Symptoms of Blue Nightshade Poisoning

The blue nightshade, or Solanum dulcamara, is a perennial. It has a woody base and a shrubby growth, with loose drooping clusters of flowers. Blooms are blue-purple with bright yellow stamens. Leaves are alternate and face a different direction than the flowers. Berries start green, turn orange, and the mature to a bright red. Poisoning occurs upon ingesting the plant.


The Blue Nightshade poisoning condition can be alternatively known by the names Bittersweet poisoning, Bitter nightshade poisoning, Scarlet berry poisoning, and Weedy nightshade poisoning.


The poisons in blue nightshade include solanine and atropine. It is found in all parts of the plant, but more so in the leaves and the fruits of the plant. None of it should ever be put into the mouth.

Poisoning Symptoms

Signs of this type of poisoning include sweating, paralysis, delirium, fever, hallucinations, headache, loss of sensation, shock, slow pulse, diarrhea, nausea, vomiting, stomach pain, enlarged pupils, and dry mouth.
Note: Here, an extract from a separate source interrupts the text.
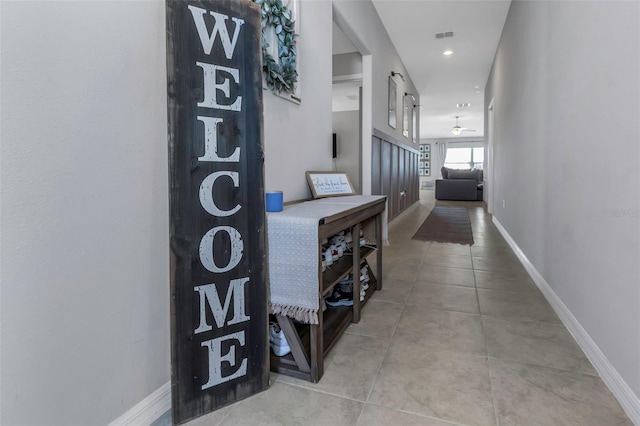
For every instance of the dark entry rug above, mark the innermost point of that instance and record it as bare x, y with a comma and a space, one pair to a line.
446, 225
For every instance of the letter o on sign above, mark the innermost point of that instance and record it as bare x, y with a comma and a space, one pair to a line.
206, 249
Don’t tell the person to throw up if you find someone with blue nightshade poisoning, Call poison control and emergency personnel. They’ll want to know a bit about the patient, the amount ingested, and the time it was ingested. While at the emergency room they will monitor the patient and keep them stable. They will watch their vital signs. There may be IV fluids, breathing support, activated charcoal, and a gastric lavage (or a procedure to wash out the stomach’s contents).

The quicker that treatment is started the better the prognosis is for the person that has ingested the poison. The health of the person before the ingested and the amount of the blue nightshade plant consumed will also play a factor in prognosis.